Zeynep Hanım ve Melek Hanım, Pierre Loti’nin “Bezgin Kadınlar” romanındaki gerçek karakterlerdir. Zeynep ve Melek Hanım, bir gün haremden Avrupa’ya kaçmalarıyla ülkeye damga vurmuşlardır.
Zeynep Hanım, Galatasaray Lisesi’ni bitirmiş ve Fransa’da ziraat mühendisliği okumuş bir kadındır. Her iki kadın da hem Doğu hem de Batı kültürünü bir arada görmüş, iyi bir eğitim ve terbiye almışlardır. Zeynep ve Melek Hanım, sıradan kadınlar değillerdir. Osmanlı’nın zengin bir ailesinde dünyaya gelmiş, Doğu ve Batı eğitimini bir arada almış, yabancı mürebbiyeler tarafından yetiştirilmişlerdir.
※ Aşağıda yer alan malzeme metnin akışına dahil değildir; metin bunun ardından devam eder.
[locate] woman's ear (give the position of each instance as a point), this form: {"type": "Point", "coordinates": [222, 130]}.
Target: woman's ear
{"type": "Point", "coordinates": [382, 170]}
Akıcı bir şekilde Fransızca ve İngilizce konuşur, İtalyanca ve Almanca yazabilir, Kur’an okuyacak kadar Arapça bilir, ayrıca Farsça, Rusça ve Yunanca’dan da haberdardırlar. Bu geniş entelektüel birikim, onların sıkıcı bir hayatı kolayca kabul etmemelerini sağlamıştır. Pek çok kitap okuyarak, kendilerine kelimelerden bir Batı inşa etmişlerdir.
Zeynep Hanım, yaşadığı toplumun kadınlara sunduğu yaşam biçiminden memnun değildir. 12 yaşında çarşaf giymek ve peçe takmak zorunda kalması, bir gün önce bahçede arkadaşlarıyla özgürce oynarken ertesi gün onları sadece uzaktan izleyebilmesi, onun için bir kırılma noktası olmuştur. Grace Ellison’a yazdığı mektuplarda şöyle der: “Zorlandığım yaşam biçiminin, doğal kişiliğimle hiçbir ortak yanı yoktu.”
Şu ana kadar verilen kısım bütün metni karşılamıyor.